Ciao, Eddy here. While you might think my first blog entry about Summer in Sombor and our other Serbian performances would be about music, composition, or other artistic matters, I’m rather going to touch on matters more humanitarian. Throughout my two weeks here I have, almost daily, been given minute anecdotes about the wars of the 90’s and the NATO bombings that were in a way the culmination of a decade of horror. The echoes of times past are faint, but when I stop to contemplate and put myself in their place for just a moment or two the horror becomes all too real.

Here are some examples and I encourage you to contemplate each for moment as I did and imagine yourself in their shoes.

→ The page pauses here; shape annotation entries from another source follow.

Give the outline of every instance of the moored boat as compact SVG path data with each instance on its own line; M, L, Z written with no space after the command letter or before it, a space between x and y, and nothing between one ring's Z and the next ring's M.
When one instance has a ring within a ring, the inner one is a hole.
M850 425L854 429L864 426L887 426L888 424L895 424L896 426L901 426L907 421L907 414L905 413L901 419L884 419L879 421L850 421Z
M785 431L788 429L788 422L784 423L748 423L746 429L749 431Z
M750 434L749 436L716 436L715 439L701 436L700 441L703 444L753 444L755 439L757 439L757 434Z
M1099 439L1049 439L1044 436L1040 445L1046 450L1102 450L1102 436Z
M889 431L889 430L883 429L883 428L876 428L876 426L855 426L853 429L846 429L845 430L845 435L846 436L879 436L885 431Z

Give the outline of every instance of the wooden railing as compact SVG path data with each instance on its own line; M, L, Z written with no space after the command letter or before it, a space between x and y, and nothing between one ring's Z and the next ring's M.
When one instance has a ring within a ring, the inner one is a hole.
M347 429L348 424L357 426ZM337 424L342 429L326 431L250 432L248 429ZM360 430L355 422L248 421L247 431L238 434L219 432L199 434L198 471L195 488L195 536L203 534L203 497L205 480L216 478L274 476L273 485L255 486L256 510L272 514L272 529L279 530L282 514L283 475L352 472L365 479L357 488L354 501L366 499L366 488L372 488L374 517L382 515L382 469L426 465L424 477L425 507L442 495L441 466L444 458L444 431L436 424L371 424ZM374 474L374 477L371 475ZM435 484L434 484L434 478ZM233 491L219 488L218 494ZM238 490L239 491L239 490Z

  • Phobia of thunderstorms because they remind you too much of the bombings
  • 8 years and counting and your municipal airport, destroyed by NATO bombs, is still waiting to be rebuilt.
  • Driving on the highway and a building is pointed out to you. It’s in ruins and in a spirit of irony and dark humor, you’re told: “That used to be our local TV station. You did this to us.”
  • Imagine commuting across the Danube in Novi Sad on a daily basis using improvised “ferries” that were little better than rafts because all the bridges that the city depended on were destroyed. Only recently have they all been reconstructed.
  • Not knowing from day to day how much your money is worth because you’re stuck in the worst hyperinflation on record. In 24 hours you can go, literally, from riches to rags.
  • Being in a night club that’s being raided by the army to “draft” more soldiers. Men were shipped off into the army with no notice and little more than a single phone call to their families to tell them where they are.
  • Imagine being a liberal American in a country where Clinton is vilified as much as Bush—and for good reason. Are there any good guys left?

This list isn’t meant to be an historical record, but rather an attempt to capture the lightning quick and informal conversational moments–moments that are only faint echoes of a terrible time, but worth remembering so that maybe, just maybe, history might not repeat itself.

I promise I’ll write more about music (and lighter things) soon. Zdravo!

One comment

  1. Hey Eddy,
    What a touching entry to make. I have to say that I was very aware of these things and others during my time in Serbia. What amazed me most of all is how the people of Serbia are getting on with their lives. Such wonderfully warm people who have been through so much.